神が消えた場所から、ほのかな光を放つ小さな玉が浮かんできた。それは湊の身体にゆっくりと近づき、彼の胸に吸い込まれるように消えていった。
 その瞬間、湊の意識の中には無数の声が響き始めた。
「この、兎のぬいぐるみをプレゼントするよ。ぼくが作り出したんだ」
「ありがとう。わたし、うれしい! 湊はわたしの神様なの」
「ぼくはオリビアの神様なんだ・・・」
「小学校はどうだった? 楽しかった? おままごとしようよ」
「もう、小学生になったんだ。おままごとなんかしないよ。いつまでも子供じゃないんだから」
「中学校はどうだった? 勉強頑張っている?」
「俺の心配はいらないさ。なんでも出来るからね。それよりも君が心配だよ」
「高校生活はどう? 今日はどこかに遊びに行く?」
「俺のクラスの美沙って子。素敵だね。大人びててさ」
「美沙と関わるんじゃねえ。あいつは俺が何とかする。お前らの関係がおかしくなるぞ」
「オリビアは俺の言うことならなんでも聞くさ」
「貴方は子供っぽいのよ。いつまでも心が成長しないわ」
「止めるんだ。何でそんな考え方に。俺だけの君でいてくれ」
「慶次の友人のリアム・ジョンソンです」
「幼い頃にぬいぐるみを生み出した? 君も不思議な力を持っていたの? 今度見せてよ」
「今は、もう出来ないんだ」
「社会人になっても、貴方は変わらないのね。私は良い彼が見つかったわ。悠太という若手経営者のね。貴方とは違う大人な男性」
「勝手にすればいい。俺は俺で生きるさ」
「貴方は私が探していた神だ。神を忘れたこの世界に貴方は満足しているのか? 導こう、人々を救うために。貴方の言葉のままに」
「俺は何を望む。金と社会的な地位を持った俺がいる世界? いや、違う。俺が望むのは…」
 ――「お前の世界の勝ちだ」
 その言葉で複数の声が途絶え、湊が思考の世界から解放される。彼が周囲を見渡すと、想い出の公園が広がっていた。何故か彼の目には涙が滲んでいた。

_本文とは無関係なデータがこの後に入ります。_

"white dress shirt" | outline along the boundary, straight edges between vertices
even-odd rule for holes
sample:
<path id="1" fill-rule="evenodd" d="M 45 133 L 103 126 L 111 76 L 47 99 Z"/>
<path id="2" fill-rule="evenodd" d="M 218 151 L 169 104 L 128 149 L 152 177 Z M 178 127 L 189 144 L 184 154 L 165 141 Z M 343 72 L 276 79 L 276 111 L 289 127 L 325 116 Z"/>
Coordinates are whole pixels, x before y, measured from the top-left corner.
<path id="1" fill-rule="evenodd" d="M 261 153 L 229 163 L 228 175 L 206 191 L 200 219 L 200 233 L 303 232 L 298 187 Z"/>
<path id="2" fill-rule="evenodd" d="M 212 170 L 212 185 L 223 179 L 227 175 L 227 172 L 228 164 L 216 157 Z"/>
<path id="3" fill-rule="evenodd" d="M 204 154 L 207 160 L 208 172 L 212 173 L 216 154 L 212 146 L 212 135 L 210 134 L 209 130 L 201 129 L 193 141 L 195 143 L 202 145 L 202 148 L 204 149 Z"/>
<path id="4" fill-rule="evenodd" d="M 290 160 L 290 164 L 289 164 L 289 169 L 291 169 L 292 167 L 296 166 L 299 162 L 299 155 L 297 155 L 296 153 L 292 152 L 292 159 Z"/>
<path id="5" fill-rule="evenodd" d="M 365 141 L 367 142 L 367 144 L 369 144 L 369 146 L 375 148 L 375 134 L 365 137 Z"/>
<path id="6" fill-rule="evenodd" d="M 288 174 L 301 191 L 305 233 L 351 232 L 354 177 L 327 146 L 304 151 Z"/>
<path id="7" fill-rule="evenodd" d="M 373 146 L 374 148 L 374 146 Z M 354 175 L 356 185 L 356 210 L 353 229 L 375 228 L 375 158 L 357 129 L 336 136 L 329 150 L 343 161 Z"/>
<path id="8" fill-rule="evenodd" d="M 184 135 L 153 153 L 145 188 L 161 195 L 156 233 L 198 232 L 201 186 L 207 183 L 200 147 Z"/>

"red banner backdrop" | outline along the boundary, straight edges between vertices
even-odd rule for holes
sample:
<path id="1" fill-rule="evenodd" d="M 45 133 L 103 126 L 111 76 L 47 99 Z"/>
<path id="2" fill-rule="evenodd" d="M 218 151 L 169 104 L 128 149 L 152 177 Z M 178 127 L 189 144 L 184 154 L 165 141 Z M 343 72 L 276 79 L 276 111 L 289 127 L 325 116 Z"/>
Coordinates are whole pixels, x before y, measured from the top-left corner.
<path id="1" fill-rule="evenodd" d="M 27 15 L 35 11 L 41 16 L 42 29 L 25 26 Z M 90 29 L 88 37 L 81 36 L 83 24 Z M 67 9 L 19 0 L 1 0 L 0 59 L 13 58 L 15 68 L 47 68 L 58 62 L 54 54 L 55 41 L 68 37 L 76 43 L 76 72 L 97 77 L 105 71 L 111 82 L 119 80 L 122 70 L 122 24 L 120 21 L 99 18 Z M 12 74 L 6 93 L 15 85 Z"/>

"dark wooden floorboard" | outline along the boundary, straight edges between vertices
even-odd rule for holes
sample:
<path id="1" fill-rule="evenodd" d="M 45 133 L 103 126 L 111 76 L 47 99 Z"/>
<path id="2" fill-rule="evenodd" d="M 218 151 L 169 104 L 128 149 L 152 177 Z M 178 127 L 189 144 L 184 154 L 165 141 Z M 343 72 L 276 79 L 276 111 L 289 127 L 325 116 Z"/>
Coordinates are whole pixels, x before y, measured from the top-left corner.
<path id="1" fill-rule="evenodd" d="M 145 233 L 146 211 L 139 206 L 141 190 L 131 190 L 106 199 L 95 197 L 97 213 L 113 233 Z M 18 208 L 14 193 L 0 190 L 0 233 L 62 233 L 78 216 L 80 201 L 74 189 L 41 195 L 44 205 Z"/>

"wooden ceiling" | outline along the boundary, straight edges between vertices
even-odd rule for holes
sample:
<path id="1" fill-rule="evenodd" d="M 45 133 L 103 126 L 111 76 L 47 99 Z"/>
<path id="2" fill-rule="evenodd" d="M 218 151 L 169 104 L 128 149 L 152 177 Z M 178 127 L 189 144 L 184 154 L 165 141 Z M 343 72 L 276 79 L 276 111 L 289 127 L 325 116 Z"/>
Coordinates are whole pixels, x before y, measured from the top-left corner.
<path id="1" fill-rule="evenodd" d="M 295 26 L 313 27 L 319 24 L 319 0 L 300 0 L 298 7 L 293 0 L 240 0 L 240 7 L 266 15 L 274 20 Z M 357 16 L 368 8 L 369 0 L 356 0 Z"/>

 湊がその声の源を探していると、半透明になった破壊の従者の姿を見つける。湊は彼に歩み寄って行く。
「神は何を望んでいたのかな? 自分が倒されて、世界の時間を動かしたかったのかな?」
「なんで俺に聞くよ? お前の方が分かってんだろ?」
 破壊の従者が憂いを帯びた表情を浮かべながら答える。
「オリビアとリアムを迎えに行かないと」
「迎えに行く必要なんかないさ。あいつが消えた事で、全ての世界の魂も物も一つになるはずだ。ただ、今度は神自体の魂が消えた。どうなるかは分かんねえかもしんねえけどな」
 破壊の従者の言葉と共に、世界が大きく揺れ始めた。湊は足を取られ、臀部を打ってしまう。再び、彼は立ちあがろうとしたが、大きな揺れがそれを許さなかった。次第に、白かった空間は闇に飲まれていき、この世界の終わりを告げてきているようにも感じてくる。
 湊の周りの景色が渦巻き始め、彼の視界が闇に飲み込まれていった。